One approach is to systematically disrupt the genes encoding the affected mRNAs. Such experiments with humans are currently frowned upon, so you have turned to mice. Unfortunately, FMRP-deficient mice turn out not to be the ideal system in which to study the basis of mental retardation. Mice are only subtly affected by the loss of the protein, and experiments are not easy to perform. Things are not going well.

Then one morning, you wake up and think Flies. Yes… flies. Fruit flies. People have been using the fruit-fly Drosophila as a model system for a hundred years. It is easy to do genetic manipulations and a great deal is known about the behavior and development of Drosophila. True, it might be difficult to detect mental retardation in a fruit-fly, but that question shows a certain want of feeling.
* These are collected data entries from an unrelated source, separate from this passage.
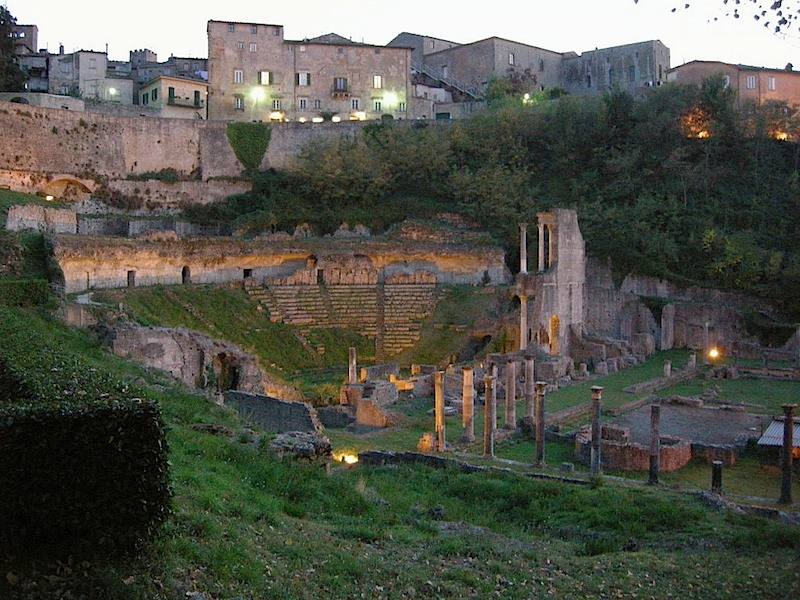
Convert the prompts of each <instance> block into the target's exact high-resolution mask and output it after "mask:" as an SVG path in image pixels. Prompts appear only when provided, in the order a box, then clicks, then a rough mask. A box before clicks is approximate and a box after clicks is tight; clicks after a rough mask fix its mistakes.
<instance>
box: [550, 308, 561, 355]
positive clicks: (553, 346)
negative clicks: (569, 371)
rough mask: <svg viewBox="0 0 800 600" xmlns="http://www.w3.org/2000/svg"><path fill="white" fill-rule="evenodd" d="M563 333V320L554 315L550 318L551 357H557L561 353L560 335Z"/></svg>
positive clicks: (550, 342)
mask: <svg viewBox="0 0 800 600" xmlns="http://www.w3.org/2000/svg"><path fill="white" fill-rule="evenodd" d="M560 331H561V319H559V318H558V315H553V316H552V317H550V333H549V337H550V355H551V356H555V355H557V354H558V352H559V347H558V334H559V333H560Z"/></svg>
You decide to go for it.

You obtain the FMRP sequence, use it to scan the Drosophila genome for a gene that encodes a similar protein, find it, clone it, mutate it, put the modified gene back into Drosophila, gain deep insight into the causes of mental retardation, and book a flight to Stockholm to pick up your Nobel Prize.

Commentary
The key point in this little tale is contained in this fragment "… scan the Drosophila genome for a gene that encodes a similar protein…". Having in hand the genome of Drosophila and hundreds of other organisms has made possible lines of inquiry that were unthinkable just a several years ago. Our goal today is to understand how genomic sequences are obtained and how they may be put to good use. First we'll search the Drosophila genome (as did the hero of our tale) for a gene encoding an FMRP-like protein. Then we'll examine the process of sequencing of the Drosophila genome. Understanding how the genome sequence was deduced may illuminate both the power and the limitations of the resource we have at our disposal.
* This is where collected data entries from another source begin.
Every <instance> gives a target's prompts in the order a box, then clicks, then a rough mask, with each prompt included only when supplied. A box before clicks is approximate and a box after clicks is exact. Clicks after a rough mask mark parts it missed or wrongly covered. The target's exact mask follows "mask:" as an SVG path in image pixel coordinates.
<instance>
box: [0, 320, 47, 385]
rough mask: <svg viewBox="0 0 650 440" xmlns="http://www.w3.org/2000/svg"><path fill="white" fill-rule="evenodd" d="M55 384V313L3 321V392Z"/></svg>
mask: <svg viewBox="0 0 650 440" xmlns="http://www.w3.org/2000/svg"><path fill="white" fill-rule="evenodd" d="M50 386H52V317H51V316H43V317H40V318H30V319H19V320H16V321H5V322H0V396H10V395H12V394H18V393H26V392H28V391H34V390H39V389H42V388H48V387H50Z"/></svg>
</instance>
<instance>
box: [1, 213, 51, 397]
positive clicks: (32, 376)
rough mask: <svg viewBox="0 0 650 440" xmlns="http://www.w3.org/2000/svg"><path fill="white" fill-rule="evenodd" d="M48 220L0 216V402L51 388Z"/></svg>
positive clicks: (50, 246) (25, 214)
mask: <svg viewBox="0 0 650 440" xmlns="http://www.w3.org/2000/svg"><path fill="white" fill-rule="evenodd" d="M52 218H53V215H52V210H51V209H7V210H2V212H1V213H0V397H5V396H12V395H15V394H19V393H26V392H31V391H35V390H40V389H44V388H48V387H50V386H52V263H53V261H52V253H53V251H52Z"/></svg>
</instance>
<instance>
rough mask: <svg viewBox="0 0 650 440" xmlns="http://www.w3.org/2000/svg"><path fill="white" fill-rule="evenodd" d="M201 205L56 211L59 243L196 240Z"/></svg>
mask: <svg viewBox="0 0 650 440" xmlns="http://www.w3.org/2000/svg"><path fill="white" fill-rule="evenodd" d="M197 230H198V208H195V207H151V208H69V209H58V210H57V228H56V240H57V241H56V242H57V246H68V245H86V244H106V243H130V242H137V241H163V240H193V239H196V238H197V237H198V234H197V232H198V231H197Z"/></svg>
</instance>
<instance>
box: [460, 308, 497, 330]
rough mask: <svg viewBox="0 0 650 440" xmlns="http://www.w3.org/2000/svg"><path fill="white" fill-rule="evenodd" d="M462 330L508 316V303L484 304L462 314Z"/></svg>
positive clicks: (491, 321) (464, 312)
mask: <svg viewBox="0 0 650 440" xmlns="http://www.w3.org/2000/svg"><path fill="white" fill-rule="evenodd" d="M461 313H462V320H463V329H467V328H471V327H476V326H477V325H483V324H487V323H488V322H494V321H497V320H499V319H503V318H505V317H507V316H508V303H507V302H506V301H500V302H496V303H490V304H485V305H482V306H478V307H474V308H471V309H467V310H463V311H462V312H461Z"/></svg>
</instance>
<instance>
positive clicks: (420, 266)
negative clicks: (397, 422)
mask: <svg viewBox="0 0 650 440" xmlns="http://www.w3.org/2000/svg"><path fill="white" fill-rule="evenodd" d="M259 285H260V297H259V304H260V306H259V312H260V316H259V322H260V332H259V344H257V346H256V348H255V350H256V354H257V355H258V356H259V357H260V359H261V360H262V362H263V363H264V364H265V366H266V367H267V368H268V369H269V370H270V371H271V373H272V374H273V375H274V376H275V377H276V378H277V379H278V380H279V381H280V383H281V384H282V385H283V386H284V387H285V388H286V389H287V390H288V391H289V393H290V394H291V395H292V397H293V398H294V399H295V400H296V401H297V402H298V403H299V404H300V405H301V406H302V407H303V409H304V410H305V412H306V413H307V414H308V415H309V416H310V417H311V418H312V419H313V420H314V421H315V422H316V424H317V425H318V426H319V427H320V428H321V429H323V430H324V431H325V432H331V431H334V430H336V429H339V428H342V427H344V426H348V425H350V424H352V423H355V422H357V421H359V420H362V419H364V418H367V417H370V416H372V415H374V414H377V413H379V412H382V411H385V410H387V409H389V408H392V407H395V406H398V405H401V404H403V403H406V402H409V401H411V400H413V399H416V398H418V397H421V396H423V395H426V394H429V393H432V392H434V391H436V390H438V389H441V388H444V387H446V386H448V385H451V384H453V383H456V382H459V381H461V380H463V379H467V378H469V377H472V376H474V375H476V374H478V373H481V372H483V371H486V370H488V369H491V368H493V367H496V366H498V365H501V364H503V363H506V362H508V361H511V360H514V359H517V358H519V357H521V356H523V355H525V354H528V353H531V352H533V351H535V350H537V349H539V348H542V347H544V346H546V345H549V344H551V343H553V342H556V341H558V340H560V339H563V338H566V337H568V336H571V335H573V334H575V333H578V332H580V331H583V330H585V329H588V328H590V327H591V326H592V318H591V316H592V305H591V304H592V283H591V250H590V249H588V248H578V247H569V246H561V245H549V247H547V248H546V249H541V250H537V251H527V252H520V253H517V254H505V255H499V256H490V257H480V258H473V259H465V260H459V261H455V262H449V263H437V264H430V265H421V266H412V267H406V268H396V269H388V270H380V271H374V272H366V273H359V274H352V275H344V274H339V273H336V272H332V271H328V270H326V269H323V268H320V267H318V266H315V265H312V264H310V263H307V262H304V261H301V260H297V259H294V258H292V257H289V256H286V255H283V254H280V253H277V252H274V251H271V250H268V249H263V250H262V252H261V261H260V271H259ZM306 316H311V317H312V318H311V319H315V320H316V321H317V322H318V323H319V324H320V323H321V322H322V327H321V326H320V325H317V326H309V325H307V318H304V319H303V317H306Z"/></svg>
Overview of genome sequencing
Note that the path leading to Stockholm described in this story relied on the existence of Drosophila genes and proteins in an accessible database. Before 2000, no database contained entries for more than a small fraction of genes and proteins from Drosophila. Before 1995, no database contained entries for more than a small fraction of genes from any organism. The fact that GenBank and other similar databases provide so rich a source of information results from the thousands of genome sequencing projects that have sprung up since 1995.
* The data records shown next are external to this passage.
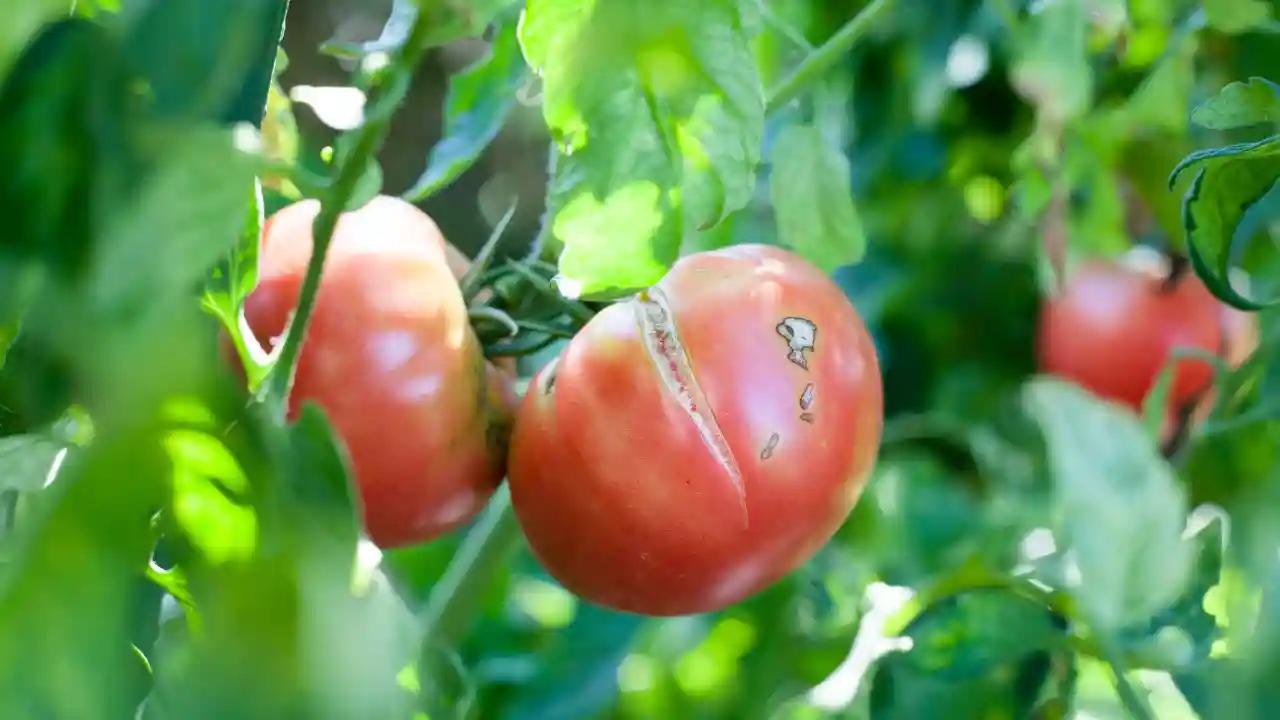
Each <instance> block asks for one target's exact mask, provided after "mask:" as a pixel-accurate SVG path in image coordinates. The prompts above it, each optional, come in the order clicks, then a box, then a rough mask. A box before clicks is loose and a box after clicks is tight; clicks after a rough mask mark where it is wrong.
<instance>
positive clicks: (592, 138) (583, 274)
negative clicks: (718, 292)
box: [520, 0, 764, 297]
mask: <svg viewBox="0 0 1280 720" xmlns="http://www.w3.org/2000/svg"><path fill="white" fill-rule="evenodd" d="M520 41H521V46H522V47H524V53H525V59H526V60H527V61H529V64H530V67H532V68H534V70H535V72H538V73H539V76H541V78H543V87H544V94H543V114H544V117H545V119H547V124H548V127H549V128H550V131H552V135H553V137H554V138H556V143H557V150H558V151H557V158H556V160H554V173H553V178H552V187H550V191H549V196H548V218H547V222H545V227H544V228H543V232H544V233H549V234H550V236H552V237H553V238H554V240H557V241H559V242H562V243H563V246H564V251H563V254H562V256H561V264H559V270H561V274H562V275H563V278H564V281H566V284H564V286H562V287H572V288H573V290H575V291H580V292H581V295H584V296H588V297H607V296H620V295H623V293H626V292H628V291H634V290H636V288H641V287H645V286H648V284H652V283H654V282H657V281H658V279H659V278H660V277H662V275H663V274H664V273H666V272H667V269H668V268H669V266H671V264H672V263H673V261H675V260H676V256H677V254H678V251H680V247H681V245H682V241H684V240H685V238H686V237H691V234H692V233H695V232H699V231H700V229H705V228H709V227H713V225H716V224H717V223H719V222H721V220H722V219H723V218H724V217H726V215H727V214H730V213H732V211H733V210H737V209H740V208H742V206H745V205H746V204H748V201H749V200H750V197H751V193H753V192H754V187H755V167H756V164H758V163H759V159H760V143H762V141H763V133H764V92H763V90H762V87H760V81H759V77H758V74H756V68H755V60H754V58H753V55H751V47H750V42H749V41H750V38H749V36H748V32H746V29H745V28H744V18H742V13H741V9H740V6H739V3H737V1H736V0H709V1H705V3H684V4H681V3H658V4H654V3H646V1H644V0H618V1H614V3H604V4H598V5H588V4H582V3H577V1H575V0H532V1H531V3H530V4H529V6H527V9H526V12H525V17H524V23H522V24H521V28H520ZM571 295H572V293H571Z"/></svg>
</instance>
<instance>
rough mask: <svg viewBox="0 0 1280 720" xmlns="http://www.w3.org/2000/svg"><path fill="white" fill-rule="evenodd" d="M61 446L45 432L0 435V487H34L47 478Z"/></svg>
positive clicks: (64, 446) (63, 447) (41, 482)
mask: <svg viewBox="0 0 1280 720" xmlns="http://www.w3.org/2000/svg"><path fill="white" fill-rule="evenodd" d="M64 450H65V446H64V445H63V443H60V442H58V441H55V439H54V438H51V437H49V436H45V434H18V436H9V437H3V438H0V489H17V491H23V492H31V491H37V489H40V488H42V487H44V486H45V483H46V482H47V480H49V477H50V473H52V470H54V466H55V462H59V461H60V456H61V455H63V454H64Z"/></svg>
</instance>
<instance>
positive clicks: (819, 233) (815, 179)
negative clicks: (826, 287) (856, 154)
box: [769, 126, 867, 272]
mask: <svg viewBox="0 0 1280 720" xmlns="http://www.w3.org/2000/svg"><path fill="white" fill-rule="evenodd" d="M772 158H773V161H772V168H771V176H769V195H771V199H772V201H773V211H774V214H776V217H777V220H778V238H780V240H781V241H782V242H785V243H786V245H788V246H791V249H792V250H795V251H796V252H799V254H800V255H803V256H804V258H806V259H809V260H812V261H813V263H815V264H817V265H818V266H819V268H822V269H823V270H824V272H832V270H835V269H836V268H840V266H841V265H852V264H856V263H858V261H860V260H861V259H863V256H864V255H865V254H867V237H865V234H864V233H863V224H861V220H860V219H859V218H858V209H856V208H855V206H854V190H852V184H851V177H852V176H851V170H850V167H849V159H847V158H845V155H844V154H842V152H841V151H840V150H838V149H836V147H831V146H829V145H828V143H827V142H826V140H824V138H823V136H822V132H820V131H819V129H818V128H817V127H813V126H792V127H790V128H787V129H785V131H782V133H781V135H780V136H778V138H777V141H776V142H774V145H773V155H772Z"/></svg>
One can break up a genome project in many ways. Here's one:

  • Obtain the raw sequence of a genome
  • Identify genes within the genome
  • Deduce function of the protein encoded by the genes
In this module, we focus on the first problem, getting the raw sequence and figuring out how much of it we really have. To do this, we'll consider as an example the elucidation of the Drosophila genome, as described in:
Myers EW et al (2000). A whole-genome assembly of Drosophila. 
Science 287:2196-2204. 
You'll eventually want to digest much of this article. For now, I just want to make sure that you can obtain it.

If you need help getting the article, consult How to Find Articles. If you're having a problem getting this article, solve it! Now! You won't be able to get anywhere in this course if you can't find articles.


Tools of genome sequencing
The main task for today is to understand some of the techniques used in the paper. I know you are capable of finding background on the web, but I've saved you some trouble by gathering together some useful links (I won't always be so helpful). Use them or anything else you like to get the basic idea.

What is shotgun sequencing?

What is dideoxy sequencing? What are BAC libraries? What are P1 inserts?
  • Monaco AP and Larin Z (1994). YACs, BACs, PACs, and MACs: Artificial chromosomes as research tools. Trends in Biotechnology 12:280-286.
     
  • Shizuya H et al (1992). Cloning and stable maintenance of 300-kilobase-pair fragments of human DNA in Escherichia coli using an F-factor-based vector. Proceedings of the National Academy of Sciences USA 89:8794-8797.